Yangala was selected to play in the 2026 Ligue nationale de basket (LNB) Young Star Game. He was the youngest player named to the game's roster, as well as one of only two Pôle France players, along with Soliman.

==National team career==
Yangala represented the France national under-15 team at the 2024 Torneo dell’Amicizia (Friendship Tournament), held in Italy. He averaged seven points per game and helped his team to a runner-up finish.

Yangala next represented France at the 2025 FIBA U16 EuroBasket. He recorded 22 points and 10 rebounds in a 90–66 win over Latvia in the fifth-place game, which secured France's spot in the following year's FIBA Under-17 World Cup. Yangala averaged 13 points and 6.7 rebounds per game, which ranked third and second on the team, respectively. He also led the tournament with 1.9 blocks per game.
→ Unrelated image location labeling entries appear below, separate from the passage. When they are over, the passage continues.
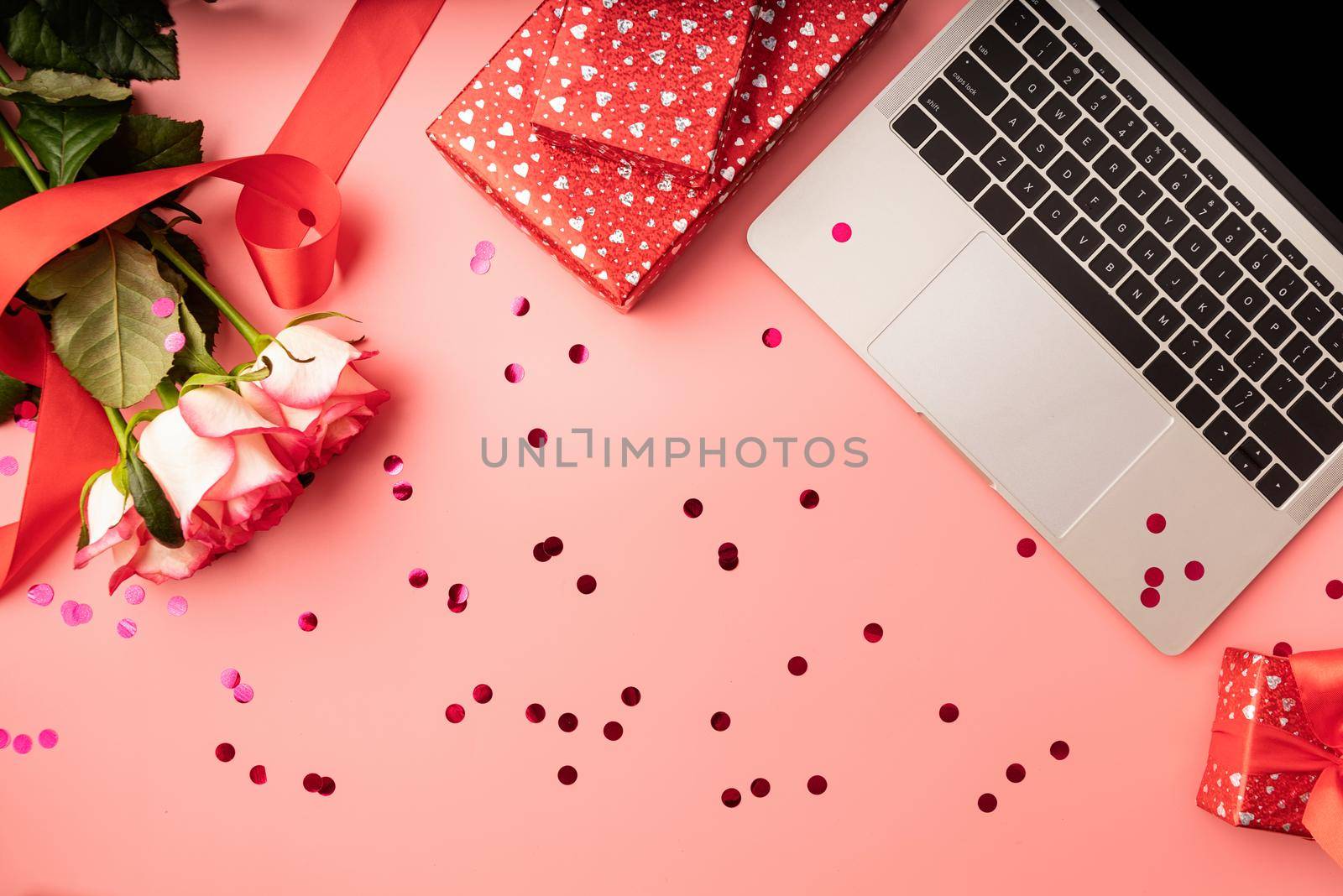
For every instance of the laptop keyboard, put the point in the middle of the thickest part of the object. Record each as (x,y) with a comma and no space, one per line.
(1053,147)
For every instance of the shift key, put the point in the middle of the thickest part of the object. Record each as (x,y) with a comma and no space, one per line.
(964,123)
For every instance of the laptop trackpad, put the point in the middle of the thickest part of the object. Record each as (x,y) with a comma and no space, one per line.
(1020,384)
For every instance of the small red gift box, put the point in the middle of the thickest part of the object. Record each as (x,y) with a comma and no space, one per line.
(614,227)
(645,82)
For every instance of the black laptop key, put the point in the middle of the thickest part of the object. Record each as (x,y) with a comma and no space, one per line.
(1163,320)
(1313,313)
(1083,239)
(1056,212)
(955,114)
(995,51)
(1276,484)
(1114,167)
(1284,443)
(1202,306)
(1110,266)
(1013,120)
(1032,86)
(998,210)
(1058,113)
(1166,373)
(1197,405)
(977,85)
(1158,121)
(1017,20)
(1255,360)
(1300,353)
(1242,399)
(969,179)
(1081,290)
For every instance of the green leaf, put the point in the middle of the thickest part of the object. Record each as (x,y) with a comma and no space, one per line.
(31,42)
(13,185)
(64,137)
(124,38)
(64,89)
(154,506)
(145,143)
(104,329)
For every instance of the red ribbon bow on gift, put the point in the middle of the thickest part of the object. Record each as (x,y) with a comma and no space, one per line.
(1266,748)
(288,190)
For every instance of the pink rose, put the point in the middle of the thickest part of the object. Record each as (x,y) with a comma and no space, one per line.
(326,399)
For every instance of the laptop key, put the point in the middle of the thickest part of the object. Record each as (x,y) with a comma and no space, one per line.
(1081,290)
(1288,445)
(942,101)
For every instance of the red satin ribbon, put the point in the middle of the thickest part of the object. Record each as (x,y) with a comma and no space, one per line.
(1259,748)
(286,192)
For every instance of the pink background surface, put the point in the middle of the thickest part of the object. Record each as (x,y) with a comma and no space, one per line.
(133,801)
The following year, Yangala represented France at the 2026 FIBA Under-17 World Cup, which marked the coaching debut of Tony Parker. He averaged 12.7 points and 6.3 rebounds per game, helping France to a fifth-place finish.

==Personal life==
Yangala grew up in Saint-Jean-de-Braye and Fay-aux-Loges. He was inspired by his favorite player, Kevin Durant, as well as Michael Jordan.